I’m sick of going looking for this information across the web when I need it. So I’m putting it all together in one place. This is for my own use, but you’re welcome to reference it as well, if you find it useful. Just so it’s been said: the canonical online reference (IMO) is the Mozilla Developer Network, aka MDN.
Creating Arrays
Two ways of creating empty arrays:
var arr1 = new Array(); var arr2 = [];
You can also create them with elements (i.e. not so empty):
var arr1 = new Array('elem 1', 'elem 2', 'elem 3'); var arr2 = ['elem 1', 'elem 2', 'elem 3'];
And you can create them with a specified number of undefined elements:
var arr1 = new Array(3); // [undefined, undefined, undefined] var arr2 = [3]; // ***not the same: [3]
Adding Elements To An Array
You can add elements to an array:
arr1[0] = 1; // [1] arr1[1] = 2; // [1, 2] arr1[2] = 3; // [1, 2, 3] arr1[5] = 4; // [1, 2, 3, undefined, undefined, 4]
This method is a little messy because you must remember the index.
JavaScript allows you to add elements without remembering the index.
arr1.push(1); // [1] arr1.push(2); // [1, 2] arr1.push(3); // [1, 2, 3]
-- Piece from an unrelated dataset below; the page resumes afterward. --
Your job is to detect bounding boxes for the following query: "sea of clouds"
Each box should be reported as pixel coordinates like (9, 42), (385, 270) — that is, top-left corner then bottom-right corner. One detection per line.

Look Ma! No undefined elements!
Array.push() allows you to add elements to the end of the array. Array.unshift() is a way to add elements to the beginning of your array:
arr1.unshift(1); // [1] arr1.unshift(2); // [2, 1] arr1.unshift(3); // [3, 2, 1] arr1.unshift(5, 4); // [5, 4, 3, 2, 1]
Array Length
Easy-peasy: length is a property of the Array object. So you use like so:
var arr1 = [1, 2, 3, 4]; arr1.length; // 4
More To Come
That’s enough for today. But I’ll be adding more soon.